The original Facebook ad placement goes by many names: right-hand column, right sidebar, and right rail. Whatever you choose to call this placement, the right column has been the slowest area on Facebook to evolve. They have had the same 100 X 72 specs for years. The other ad placement options, the mobile and desktop News Feeds, have become the clear favorite when it comes to driving meaningful user-action on Facebook. However, with organic reach dropping and advertisers beefing up ad spends in the News Feed, Facebook has become an extremely competitive marketplace. Starting today, Facebook will begin rolling out a new design for ads in the right column.
This updated look will make right-hand column ads more visually consistent with the ads that appear in News Feed. These ads will use the same proportions as desktop News Feed ads, they will be larger in size, and there will be fewer of them. For advertisers, this offers a simpler way to create ads with an enhanced creative canvas on the right column of Facebook.
Once Facebook makes this ad inventory available, you can expect a healthy increase in right column CPMs. These CPMs will increase over time as more advertisers adopt the new, larger ad format and stop using the smaller ads. The bottom line for the new right column ads is that gross impressions will decrease, but the value of those impressions will increase.
Not all impressions are equal. Facebook’s current CPM averages by placement reflect this notion. News Feed CPMs are $5-$6 while right column CPMs are usually under $0.50. As the bigger ad units lower Facebook’s overall ad inventory, you will see your CPM rise on the right column. This is not necessarily bad news. Bigger, more visually appealing ad units should yield a higher CTR, which should make up for the higher-priced real estate.

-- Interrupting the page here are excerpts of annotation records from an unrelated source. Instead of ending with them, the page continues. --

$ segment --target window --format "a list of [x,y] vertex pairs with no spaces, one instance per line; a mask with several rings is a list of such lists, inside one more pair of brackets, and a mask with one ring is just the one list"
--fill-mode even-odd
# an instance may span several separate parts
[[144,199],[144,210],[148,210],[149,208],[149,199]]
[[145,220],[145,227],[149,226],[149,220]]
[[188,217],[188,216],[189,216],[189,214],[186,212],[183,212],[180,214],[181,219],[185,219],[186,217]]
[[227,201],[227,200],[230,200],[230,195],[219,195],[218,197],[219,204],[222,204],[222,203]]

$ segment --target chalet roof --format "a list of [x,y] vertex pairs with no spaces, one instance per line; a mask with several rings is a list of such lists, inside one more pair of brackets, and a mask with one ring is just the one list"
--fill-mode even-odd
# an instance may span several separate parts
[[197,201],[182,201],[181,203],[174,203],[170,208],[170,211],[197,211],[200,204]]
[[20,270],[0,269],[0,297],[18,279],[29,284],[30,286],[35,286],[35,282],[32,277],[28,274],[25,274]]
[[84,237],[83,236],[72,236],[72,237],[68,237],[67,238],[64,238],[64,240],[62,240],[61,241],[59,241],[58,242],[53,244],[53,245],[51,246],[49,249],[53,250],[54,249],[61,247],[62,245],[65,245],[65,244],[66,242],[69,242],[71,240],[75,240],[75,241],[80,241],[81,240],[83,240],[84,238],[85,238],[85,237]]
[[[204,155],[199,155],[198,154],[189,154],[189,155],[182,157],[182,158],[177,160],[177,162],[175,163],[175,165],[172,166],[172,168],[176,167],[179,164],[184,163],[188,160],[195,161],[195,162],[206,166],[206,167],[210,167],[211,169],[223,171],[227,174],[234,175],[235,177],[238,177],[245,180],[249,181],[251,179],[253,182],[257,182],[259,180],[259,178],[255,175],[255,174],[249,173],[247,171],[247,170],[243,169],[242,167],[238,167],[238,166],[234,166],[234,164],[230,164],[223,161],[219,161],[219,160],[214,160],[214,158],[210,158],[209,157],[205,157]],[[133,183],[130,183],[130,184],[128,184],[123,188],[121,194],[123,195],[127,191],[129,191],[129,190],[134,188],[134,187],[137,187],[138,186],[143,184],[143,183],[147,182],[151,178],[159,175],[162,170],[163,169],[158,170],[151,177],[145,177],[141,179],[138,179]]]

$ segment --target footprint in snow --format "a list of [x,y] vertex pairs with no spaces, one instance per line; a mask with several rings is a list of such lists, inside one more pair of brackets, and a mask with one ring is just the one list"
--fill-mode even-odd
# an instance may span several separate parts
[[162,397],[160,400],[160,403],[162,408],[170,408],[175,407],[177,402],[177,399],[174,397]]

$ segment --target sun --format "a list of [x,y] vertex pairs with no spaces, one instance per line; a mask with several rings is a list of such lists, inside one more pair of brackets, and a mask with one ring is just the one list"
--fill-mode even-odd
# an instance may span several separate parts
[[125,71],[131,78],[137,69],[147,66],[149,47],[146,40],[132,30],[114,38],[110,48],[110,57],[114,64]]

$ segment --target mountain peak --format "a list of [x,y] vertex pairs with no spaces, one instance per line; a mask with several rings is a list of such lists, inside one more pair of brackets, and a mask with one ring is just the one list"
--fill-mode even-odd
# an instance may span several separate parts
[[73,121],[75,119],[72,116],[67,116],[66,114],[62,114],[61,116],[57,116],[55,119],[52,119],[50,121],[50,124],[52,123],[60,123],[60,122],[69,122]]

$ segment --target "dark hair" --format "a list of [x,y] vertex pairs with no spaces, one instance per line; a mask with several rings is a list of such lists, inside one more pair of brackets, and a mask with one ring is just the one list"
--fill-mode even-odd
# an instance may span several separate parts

Another thing to note is with the image being around twice as large as before on the right column, the 20% text rule will be in effect. This means that Facebook will no longer accept any advertising that does not adhere to the 20% text rule.
With less ads being displayed, Facebook will likely figure out how to get more ad inventory on mobile devices (their fastest growing ad placement). Opening up right-rail ad inventory to tablets could be a solution. Facebook has already begun testing this on their new iPad app. This should help add some much needed inventory on mobile targeted ads. With the success of Facebook’s app download ads, Facebook will need to build more space for these ads by opening up the right column to mobile advertisers.
Overall, this is an amazing change. Facebook users have become immune to the right column over the years. Although gross impressions will drop in the right column, the creative layout should inspire users to pay more attention this legacy placement, which will give creative advertisers a real shot at success there.